# first nakiri



## 83kamaleon (Jul 5, 2018)

Hi guys,i've finished another blade.A friend of mines is a chef and asked for a blade similar to his favourite (kind of a nakiri with a western handle).So i came up with this one,the steel is 12c27,2,5mm thick,the blade lenght is 165mm the height is 49mm.The wa handle is olive wood with a mahogany ferrule and 2 mother of pearls inlays covering a steel pin.I didn't enjoy much shaping the blade since i don't really like this kind of knives but i must admit it was easy since the edge is straight,let me know waht you think,suggestions are very welcome


----------



## Gjackson98 (Jul 5, 2018)

Cool knife!


----------



## mc2442 (Jul 5, 2018)

Looks good. Why the nakiri hate? Not the first knife I grab for, but I think they are fun additions for home use at least.


----------



## 83kamaleon (Jul 6, 2018)

it's not really hate,it's just that the shape isn't my favourite but it performs really well


----------



## tgfencer (Jul 7, 2018)

I would suggest studying a few examples of the profile. Owning lots of nakiris myself, the two things that stand out to me are: the height at 49mm is toward the low end (the shortest I have is 52mm and most average 53-56mm) and the profile of the blade itself seems very flat. Nakiri have good flat spots but they also tend to have slight and subtle curves either right at the heel, near the tip, or both.


----------



## Godslayer (Jul 7, 2018)

It looks fine, if you make another I'd add 5-10mm blade height and drop the inlays(I personally believe they look tacky on a kitchen knife) the shape is extremely versatile and obviously excels at veg prep, a curved front is a nice touch allowing for quick movement and minimal risk of blade damage. I've even cut steak with a nakiri to great success and the blade is very effective in pro kitchens where space can be tight, at my last job even a 210mm was a stretch so it was either a 150mm petty or my 165mm nakiri and I constantly chose the nakiri for the blade height and its ability to quickly process ingredients. I do also like the curved imouto on this one. Very masakage. Overall it looks good but could definitely be improved with some tweeks here and there.


----------



## 83kamaleon (Jul 8, 2018)

tgfencer said:


> I would suggest studying a few examples of the profile. Owning lots of nakiris myself, the two things that stand out to me are: the height at 49mm is toward the low end (the shortest I have is 52mm and most average 53-56mm) and the profile of the blade itself seems very flat. Nakiri have good flat spots but they also tend to have slight and subtle curves either right at the heel, near the tip, or both.

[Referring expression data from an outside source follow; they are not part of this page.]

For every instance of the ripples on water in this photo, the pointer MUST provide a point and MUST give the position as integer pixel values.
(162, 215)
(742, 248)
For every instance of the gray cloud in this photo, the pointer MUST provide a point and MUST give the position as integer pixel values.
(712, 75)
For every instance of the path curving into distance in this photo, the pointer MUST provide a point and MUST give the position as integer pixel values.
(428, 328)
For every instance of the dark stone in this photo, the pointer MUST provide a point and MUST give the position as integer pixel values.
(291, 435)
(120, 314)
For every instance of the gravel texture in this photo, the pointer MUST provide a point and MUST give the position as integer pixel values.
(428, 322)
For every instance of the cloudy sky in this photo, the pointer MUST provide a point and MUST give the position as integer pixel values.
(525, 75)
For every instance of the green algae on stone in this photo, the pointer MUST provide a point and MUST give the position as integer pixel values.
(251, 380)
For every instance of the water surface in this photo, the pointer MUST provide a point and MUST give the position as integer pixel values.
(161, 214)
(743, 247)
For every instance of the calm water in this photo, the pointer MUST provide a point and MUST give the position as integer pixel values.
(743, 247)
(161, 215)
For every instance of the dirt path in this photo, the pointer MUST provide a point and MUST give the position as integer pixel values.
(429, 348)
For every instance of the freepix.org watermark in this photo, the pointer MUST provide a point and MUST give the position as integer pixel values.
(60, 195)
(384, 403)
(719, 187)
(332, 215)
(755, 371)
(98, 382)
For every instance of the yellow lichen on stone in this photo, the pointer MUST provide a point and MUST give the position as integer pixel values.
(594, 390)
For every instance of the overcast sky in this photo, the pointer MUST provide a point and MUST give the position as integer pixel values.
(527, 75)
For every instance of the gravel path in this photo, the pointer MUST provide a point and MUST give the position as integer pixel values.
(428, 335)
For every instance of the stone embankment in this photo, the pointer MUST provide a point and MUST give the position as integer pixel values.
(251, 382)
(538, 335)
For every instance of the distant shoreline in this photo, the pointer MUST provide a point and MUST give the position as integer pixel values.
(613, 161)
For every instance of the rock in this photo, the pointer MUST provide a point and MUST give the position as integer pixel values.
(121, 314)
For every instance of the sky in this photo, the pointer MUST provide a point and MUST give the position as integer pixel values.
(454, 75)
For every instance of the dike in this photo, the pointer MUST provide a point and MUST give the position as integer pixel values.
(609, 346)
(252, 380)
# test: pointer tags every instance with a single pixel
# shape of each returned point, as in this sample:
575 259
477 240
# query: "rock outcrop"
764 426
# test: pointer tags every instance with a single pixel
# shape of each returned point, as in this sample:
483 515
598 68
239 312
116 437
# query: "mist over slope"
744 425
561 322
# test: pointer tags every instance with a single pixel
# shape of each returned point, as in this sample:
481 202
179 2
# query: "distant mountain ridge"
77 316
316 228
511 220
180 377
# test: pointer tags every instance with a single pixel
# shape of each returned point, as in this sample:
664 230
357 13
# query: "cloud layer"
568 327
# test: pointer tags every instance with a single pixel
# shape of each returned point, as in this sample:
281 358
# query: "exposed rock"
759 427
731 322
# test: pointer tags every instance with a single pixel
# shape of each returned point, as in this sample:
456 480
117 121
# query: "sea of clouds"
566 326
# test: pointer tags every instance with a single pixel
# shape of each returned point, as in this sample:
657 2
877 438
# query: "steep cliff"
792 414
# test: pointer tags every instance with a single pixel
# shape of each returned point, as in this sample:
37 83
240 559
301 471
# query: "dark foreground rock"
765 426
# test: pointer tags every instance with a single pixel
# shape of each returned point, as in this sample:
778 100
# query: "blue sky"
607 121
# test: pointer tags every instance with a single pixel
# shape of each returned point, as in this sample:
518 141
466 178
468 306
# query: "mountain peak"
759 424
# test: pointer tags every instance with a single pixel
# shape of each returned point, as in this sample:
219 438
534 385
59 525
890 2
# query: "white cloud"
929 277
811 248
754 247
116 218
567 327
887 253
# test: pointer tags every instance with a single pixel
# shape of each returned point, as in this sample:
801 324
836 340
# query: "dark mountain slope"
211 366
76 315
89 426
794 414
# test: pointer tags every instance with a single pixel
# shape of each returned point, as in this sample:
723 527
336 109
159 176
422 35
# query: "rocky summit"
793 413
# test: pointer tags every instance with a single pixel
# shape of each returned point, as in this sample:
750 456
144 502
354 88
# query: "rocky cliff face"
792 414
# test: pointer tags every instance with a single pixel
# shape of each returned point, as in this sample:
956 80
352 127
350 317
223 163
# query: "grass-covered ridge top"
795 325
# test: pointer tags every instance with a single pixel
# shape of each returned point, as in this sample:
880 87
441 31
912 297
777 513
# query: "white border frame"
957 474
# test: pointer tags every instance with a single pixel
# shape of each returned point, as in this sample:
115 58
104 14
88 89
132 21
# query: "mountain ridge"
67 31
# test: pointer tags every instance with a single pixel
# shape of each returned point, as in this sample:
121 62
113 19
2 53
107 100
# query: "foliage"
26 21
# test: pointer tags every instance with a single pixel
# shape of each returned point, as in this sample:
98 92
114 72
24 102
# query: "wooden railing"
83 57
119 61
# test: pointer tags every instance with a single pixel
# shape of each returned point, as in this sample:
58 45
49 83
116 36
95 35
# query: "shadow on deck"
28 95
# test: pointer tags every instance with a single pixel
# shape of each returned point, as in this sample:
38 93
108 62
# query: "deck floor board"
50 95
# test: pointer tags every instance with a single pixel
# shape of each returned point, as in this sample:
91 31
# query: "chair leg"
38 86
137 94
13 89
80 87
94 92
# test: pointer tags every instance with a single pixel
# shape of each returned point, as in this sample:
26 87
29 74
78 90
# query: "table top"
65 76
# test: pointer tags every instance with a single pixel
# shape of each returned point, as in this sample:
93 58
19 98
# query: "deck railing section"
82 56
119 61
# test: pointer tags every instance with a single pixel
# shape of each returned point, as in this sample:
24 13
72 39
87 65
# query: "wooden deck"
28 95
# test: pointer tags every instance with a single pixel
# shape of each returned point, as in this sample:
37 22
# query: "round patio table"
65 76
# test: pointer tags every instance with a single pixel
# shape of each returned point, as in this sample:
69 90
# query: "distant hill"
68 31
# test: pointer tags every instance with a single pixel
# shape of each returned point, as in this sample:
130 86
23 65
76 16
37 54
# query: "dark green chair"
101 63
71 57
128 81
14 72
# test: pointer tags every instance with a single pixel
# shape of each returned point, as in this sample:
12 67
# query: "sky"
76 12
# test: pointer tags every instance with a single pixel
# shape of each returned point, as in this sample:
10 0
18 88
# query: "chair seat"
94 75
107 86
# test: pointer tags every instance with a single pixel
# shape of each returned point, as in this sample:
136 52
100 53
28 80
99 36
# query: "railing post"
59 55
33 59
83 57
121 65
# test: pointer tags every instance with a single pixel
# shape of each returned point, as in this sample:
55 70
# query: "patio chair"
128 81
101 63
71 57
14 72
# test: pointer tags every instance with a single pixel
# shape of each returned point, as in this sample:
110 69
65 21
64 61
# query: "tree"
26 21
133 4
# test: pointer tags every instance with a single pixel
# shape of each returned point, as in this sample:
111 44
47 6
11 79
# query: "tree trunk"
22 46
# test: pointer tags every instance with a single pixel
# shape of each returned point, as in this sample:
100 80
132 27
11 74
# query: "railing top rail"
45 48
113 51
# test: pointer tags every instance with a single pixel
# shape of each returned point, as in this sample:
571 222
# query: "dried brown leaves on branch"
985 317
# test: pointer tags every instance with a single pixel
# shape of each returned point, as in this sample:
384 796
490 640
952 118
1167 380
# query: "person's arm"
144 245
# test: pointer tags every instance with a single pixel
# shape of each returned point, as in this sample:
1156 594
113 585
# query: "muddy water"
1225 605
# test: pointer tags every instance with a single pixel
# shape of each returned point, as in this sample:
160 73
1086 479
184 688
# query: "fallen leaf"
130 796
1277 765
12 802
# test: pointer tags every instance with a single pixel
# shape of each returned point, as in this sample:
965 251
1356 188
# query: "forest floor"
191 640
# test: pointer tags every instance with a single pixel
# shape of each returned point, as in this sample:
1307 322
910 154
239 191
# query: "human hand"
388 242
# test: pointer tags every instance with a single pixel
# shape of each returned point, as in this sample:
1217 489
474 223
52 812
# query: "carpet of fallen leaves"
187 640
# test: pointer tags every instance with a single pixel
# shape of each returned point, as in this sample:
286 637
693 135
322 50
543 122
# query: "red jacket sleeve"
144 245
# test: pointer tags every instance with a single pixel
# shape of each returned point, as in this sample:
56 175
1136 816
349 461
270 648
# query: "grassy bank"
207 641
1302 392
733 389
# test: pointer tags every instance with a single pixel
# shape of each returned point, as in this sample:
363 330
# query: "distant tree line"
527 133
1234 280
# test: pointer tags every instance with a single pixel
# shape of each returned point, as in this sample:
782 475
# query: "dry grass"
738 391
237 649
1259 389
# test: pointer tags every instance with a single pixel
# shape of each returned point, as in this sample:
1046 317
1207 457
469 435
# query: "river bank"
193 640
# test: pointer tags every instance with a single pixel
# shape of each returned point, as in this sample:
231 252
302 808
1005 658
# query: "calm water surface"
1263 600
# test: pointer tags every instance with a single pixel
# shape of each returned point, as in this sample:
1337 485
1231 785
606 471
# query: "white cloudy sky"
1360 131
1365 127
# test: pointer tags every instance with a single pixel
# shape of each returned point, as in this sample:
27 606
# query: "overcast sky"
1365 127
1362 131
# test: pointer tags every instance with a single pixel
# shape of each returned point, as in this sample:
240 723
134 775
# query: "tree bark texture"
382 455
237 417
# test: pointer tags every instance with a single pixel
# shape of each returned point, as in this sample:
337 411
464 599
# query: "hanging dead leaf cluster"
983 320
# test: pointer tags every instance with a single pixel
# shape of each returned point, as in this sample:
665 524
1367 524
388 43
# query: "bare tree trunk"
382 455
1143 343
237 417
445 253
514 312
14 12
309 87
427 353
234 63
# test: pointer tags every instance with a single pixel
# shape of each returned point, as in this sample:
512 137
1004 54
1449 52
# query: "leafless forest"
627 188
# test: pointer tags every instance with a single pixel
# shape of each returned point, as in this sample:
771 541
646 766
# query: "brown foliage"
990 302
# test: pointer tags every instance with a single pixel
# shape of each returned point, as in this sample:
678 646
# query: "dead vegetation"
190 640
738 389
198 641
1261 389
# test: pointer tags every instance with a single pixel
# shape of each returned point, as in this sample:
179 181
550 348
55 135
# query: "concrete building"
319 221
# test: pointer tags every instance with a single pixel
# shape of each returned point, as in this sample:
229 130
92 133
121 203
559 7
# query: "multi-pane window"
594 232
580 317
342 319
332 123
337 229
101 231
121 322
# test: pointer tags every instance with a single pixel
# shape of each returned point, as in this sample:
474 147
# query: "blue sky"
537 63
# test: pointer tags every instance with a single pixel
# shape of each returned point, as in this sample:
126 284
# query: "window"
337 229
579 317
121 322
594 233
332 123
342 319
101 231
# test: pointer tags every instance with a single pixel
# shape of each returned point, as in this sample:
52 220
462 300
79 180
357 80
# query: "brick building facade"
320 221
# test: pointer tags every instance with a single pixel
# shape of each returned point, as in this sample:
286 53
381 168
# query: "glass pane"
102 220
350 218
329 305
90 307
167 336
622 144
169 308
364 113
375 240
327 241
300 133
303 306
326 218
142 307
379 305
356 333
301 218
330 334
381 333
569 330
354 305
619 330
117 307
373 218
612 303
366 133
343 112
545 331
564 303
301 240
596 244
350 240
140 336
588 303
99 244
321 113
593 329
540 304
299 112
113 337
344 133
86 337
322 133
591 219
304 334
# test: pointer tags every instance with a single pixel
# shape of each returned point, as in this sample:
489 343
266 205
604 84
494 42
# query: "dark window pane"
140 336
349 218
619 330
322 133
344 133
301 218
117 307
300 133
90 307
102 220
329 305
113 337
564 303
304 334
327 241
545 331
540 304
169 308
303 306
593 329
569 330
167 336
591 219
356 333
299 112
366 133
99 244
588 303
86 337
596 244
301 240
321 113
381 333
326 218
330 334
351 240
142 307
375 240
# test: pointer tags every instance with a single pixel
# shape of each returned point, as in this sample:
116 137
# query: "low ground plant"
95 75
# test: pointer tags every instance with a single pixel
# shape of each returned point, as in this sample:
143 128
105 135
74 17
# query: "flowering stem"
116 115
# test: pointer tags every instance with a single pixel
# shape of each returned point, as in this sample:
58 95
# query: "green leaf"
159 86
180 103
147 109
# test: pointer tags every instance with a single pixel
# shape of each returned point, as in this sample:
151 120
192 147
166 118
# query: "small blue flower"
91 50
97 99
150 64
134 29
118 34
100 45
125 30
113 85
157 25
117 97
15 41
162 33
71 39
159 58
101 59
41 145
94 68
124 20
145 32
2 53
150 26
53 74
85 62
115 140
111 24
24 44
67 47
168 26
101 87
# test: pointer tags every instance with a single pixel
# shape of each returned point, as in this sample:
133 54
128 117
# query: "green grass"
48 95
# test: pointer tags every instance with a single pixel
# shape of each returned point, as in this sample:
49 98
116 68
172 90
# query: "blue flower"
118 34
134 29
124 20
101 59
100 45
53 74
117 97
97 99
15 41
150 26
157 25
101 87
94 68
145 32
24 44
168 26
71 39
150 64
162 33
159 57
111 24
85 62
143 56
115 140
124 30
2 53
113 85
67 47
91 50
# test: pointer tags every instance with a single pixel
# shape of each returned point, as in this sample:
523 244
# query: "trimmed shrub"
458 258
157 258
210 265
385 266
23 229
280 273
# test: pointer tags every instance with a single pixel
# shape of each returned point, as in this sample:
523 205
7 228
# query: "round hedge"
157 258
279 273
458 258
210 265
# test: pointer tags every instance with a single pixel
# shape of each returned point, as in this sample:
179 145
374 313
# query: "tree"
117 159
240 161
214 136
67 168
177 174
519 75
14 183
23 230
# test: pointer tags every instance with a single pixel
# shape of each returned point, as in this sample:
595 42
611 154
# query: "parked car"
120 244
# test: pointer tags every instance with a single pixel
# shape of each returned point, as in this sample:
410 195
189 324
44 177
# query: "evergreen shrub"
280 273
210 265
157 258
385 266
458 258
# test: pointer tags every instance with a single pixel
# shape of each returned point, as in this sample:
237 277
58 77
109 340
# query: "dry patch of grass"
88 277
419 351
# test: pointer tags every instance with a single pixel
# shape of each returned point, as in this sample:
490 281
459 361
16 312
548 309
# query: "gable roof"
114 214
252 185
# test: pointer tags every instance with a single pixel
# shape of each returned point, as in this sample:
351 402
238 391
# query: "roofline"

You are right,I had done some research but the stock I had was 50mm and I decided to stay simple as I said this project didn't catch me at all, but now I start wishing making another one with all the right features,thank you for the reply and suggestions.


----------



## 83kamaleon (Jul 8, 2018)

Godslayer said:


> It looks fine, if you make another I'd add 5-10mm blade height and drop the inlays(I personally believe they look tacky on a kitchen knife) the shape is extremely versatile and obviously excels at veg prep, a curved front is a nice touch allowing for quick movement and minimal risk of blade damage. I've even cut steak with a nakiri to great success and the blade is very effective in pro kitchens where space can be tight, at my last job even a 210mm was a stretch so it was either a 150mm petty or my 165mm nakiri and I constantly chose the nakiri for the blade height and its ability to quickly process ingredients. I do also like the curved imouto on this one. Very masakage. Overall it looks good but could definitely be improved with some tweeks here and there.


Thanks for the suggestions,I thought the inlay was very simple I also don't like flashy handles I just wanted something a little original,as stated up I'm already thinking about making another one with the right features, thanks a lot.


----------



## merlijny2k (Jul 12, 2018)

Shaping the heel radius to the wheel of your belt grinder? I do that for pre-hardened stuff, existing blades for lack of a good alternative but I find the result somewhat sub optimal for grips. If you start with unhardened steel try some other heel shapes for ergonomics. I have come to favor the style with a subtle finger-rest over straight but that is just personal. With the large radius though you can't fold your index finger behind the heel and I like that grip for harder/tougher foods.


----------



## John N (Jul 12, 2018)

Knife looks good, if you do want a tighter heel radius I find a Dremel with the little drum sander to be invaluable, cog it out within a 1/16" or so on the edge of the platen, then tidy it up with the Dremel. 5 min job


----------



## milkbaby (Jul 12, 2018)

It looks nice, good job! The inlay is a nice touch, though my personal aesthetic taste would lean towards a mosaic pin instead.

I agree with some of the comments above; I prefer an edge that isn't totally flat, with a little bit of relief at the heel so it doesn't "thud" too badly. Rarely is a cutting board absolutely flat, so a very flat edge might actually be a disadvantage in leaving accordion cuts. 

I also like a little bit of more roundness at the front edge for the ability to rock the blade down but that's just my own personal preference.


----------